This article, therefore, compares the effectiveness of antigen detection and culture testing in anti-infection treatment, hypothesising that under standardised sampling conditions, antigen detection can achieve similar clinical outcomes (eg the time to symptom relief and incidence of complications) as culture testing. The findings aim to provide evidence-based guidance for clinical selection of optimal diagnostic strategies to streamline treatment processes and promote rational antibiotic use.
Subjects and Methods
Study Subjects
This retrospective analysis included children aged 0–18 years who visited Beijing United Family Hospital and Beijing United Family Women’s & Children’s Hospital between January 2019 and January 2024. Eligible patients were clinically diagnosed with acute tonsillitis, acute pharyngitis, or scarlet fever, and further confirmed with GAS infection by RADT or bacterial culture.

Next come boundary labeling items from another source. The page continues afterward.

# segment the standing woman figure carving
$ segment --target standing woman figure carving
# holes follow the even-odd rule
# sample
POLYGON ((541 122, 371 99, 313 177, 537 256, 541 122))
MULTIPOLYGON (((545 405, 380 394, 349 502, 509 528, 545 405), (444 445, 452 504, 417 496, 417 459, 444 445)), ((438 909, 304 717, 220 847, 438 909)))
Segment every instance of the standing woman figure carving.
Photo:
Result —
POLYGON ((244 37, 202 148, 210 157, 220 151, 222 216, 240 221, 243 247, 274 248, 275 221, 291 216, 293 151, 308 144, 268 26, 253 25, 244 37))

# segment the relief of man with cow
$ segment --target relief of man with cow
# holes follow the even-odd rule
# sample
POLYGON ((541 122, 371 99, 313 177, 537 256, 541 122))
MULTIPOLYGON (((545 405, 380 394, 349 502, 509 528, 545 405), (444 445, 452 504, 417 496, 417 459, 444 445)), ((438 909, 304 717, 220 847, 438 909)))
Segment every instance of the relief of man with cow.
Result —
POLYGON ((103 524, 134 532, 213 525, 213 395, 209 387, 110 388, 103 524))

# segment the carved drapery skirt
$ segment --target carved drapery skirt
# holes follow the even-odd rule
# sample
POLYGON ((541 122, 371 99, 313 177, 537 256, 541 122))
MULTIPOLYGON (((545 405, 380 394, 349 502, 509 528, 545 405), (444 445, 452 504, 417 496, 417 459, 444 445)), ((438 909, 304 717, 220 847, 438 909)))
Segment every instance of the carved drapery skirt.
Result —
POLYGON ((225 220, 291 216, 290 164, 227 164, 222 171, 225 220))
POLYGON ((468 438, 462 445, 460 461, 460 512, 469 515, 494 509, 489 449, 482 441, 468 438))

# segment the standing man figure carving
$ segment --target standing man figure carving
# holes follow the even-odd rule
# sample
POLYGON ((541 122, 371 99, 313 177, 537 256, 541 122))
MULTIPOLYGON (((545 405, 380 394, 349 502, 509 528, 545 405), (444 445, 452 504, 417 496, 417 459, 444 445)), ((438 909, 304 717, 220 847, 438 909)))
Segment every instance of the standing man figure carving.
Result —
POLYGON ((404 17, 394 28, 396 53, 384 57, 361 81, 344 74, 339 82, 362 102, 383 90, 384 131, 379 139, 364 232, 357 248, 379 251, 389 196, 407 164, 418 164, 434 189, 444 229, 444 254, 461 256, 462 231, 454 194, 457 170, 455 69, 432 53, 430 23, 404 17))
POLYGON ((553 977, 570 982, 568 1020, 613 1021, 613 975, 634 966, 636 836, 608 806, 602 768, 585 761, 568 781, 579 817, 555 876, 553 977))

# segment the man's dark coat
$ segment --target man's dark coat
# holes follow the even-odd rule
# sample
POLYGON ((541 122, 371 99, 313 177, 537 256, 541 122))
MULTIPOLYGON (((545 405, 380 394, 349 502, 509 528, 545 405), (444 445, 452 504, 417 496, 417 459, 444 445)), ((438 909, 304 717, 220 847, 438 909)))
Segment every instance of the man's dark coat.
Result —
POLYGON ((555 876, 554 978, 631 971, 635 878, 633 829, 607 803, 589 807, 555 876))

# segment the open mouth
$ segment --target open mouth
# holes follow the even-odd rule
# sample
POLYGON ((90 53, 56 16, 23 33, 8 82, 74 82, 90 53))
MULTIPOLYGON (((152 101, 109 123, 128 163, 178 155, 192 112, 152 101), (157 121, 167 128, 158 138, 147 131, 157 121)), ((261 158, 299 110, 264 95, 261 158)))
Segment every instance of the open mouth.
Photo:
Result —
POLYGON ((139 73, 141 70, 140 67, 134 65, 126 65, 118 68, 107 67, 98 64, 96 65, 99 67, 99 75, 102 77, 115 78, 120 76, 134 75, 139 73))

Inclusion criteria followed the “Chinese Expert Consensus on the Diagnosis, Treatment, and Prevention of GAS Infection-related Diseases in Children”.6 Exclusion criteria were (1) concurrent rheumatic or immunological disease, or severe immunodeficiency; (2) confirmed co-infection with other pathogens (eg influenza virus, Epstein–Barr virus, adenovirus, Mycoplasma pneumoniae); (3) final diagnosis of Kawasaki disease or haemophagocytic syndrome; (4) death; (5) history of severe penicillin allergy; and (6) antibiotic treatment prior to consultation.
In accordance with our clinical pathway, patients with positive RADT results were diagnosed with GAS infection and commenced antibiotic treatment immediately. Consequently, bacterial culture was not routinely performed for these patients. As a result, the study design does not permit a direct head-to-head comparison of the diagnostic performance (eg sensitivity, specificity) of RADT and culture, since the reference standard (culture) was not applied to all participants. The primary aim was rather to compare the clinical outcomes of patients diagnosed using these two distinct strategies.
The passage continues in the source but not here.